A revelatory meditation on shattering journeys.

Bearing witness to oppression.

Award-winning journalist and MacArthur Fellow Coates probes the narratives that shape our perception of the world through his reports on three journeys: to Dakar, Senegal, the last stop for Black Africans “before the genocide and rebirth of the Middle Passage”; to Chapin, South Carolina, where controversy erupted over a writing teacher’s use of Between the World and Me in class; and to Israel and Palestine, where he spent 10 days in a “Holy Land of barbed wire, settlers, and outrageous guns.” By addressing the essays to students in his writing workshop at Howard University in 2022, Coates makes a literary choice similar to the letter to his son that informed Between the World and Me; as in that book, the choice creates a sense of intimacy between writer and reader. Interweaving autobiography and reportage, Coates examines race, his identity as a Black American, and his role as a public intellectual. In Dakar, he is haunted by ghosts of his ancestors and “the shade of Niggerology,” a pseudoscientific narrative put forth to justify enslavement by portraying Blacks as inferior. In South Carolina, the 22-acre State House grounds, dotted with Confederate statues, continue to impart a narrative of white supremacy.
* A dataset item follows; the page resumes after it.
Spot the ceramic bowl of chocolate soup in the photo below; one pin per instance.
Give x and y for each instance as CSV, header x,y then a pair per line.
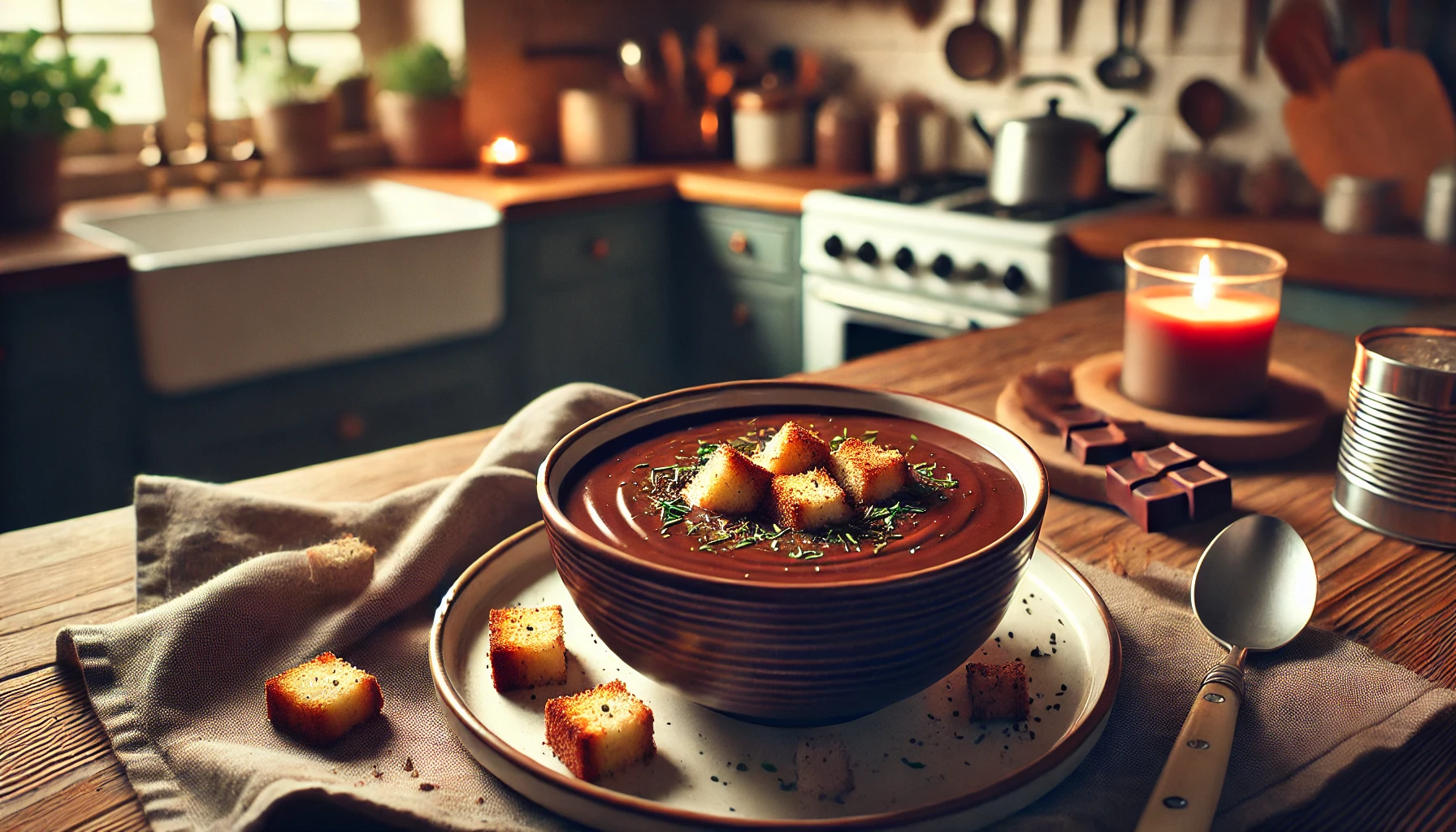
x,y
805,578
His trip to the Middle East inspires the longest and most impassioned essay: “I don’t think I ever, in my life, felt the glare of racism burn stranger and more intense than in Israel,” he writes. In his complex analysis, he sees the trauma of the Holocaust playing a role in Israel’s tactics in the Middle East: “The wars against the Palestinians and their Arab allies were a kind of theater in which ‘weak Jews’ who went ‘like lambs to slaughter’ were supplanted by Israelis who would ‘fight back.’” Roiled by what he witnessed, Coates feels speechless, unable to adequately convey Palestinians’ agony; their reality “demands new messengers, tasked as we all are, with nothing less than saving the world.”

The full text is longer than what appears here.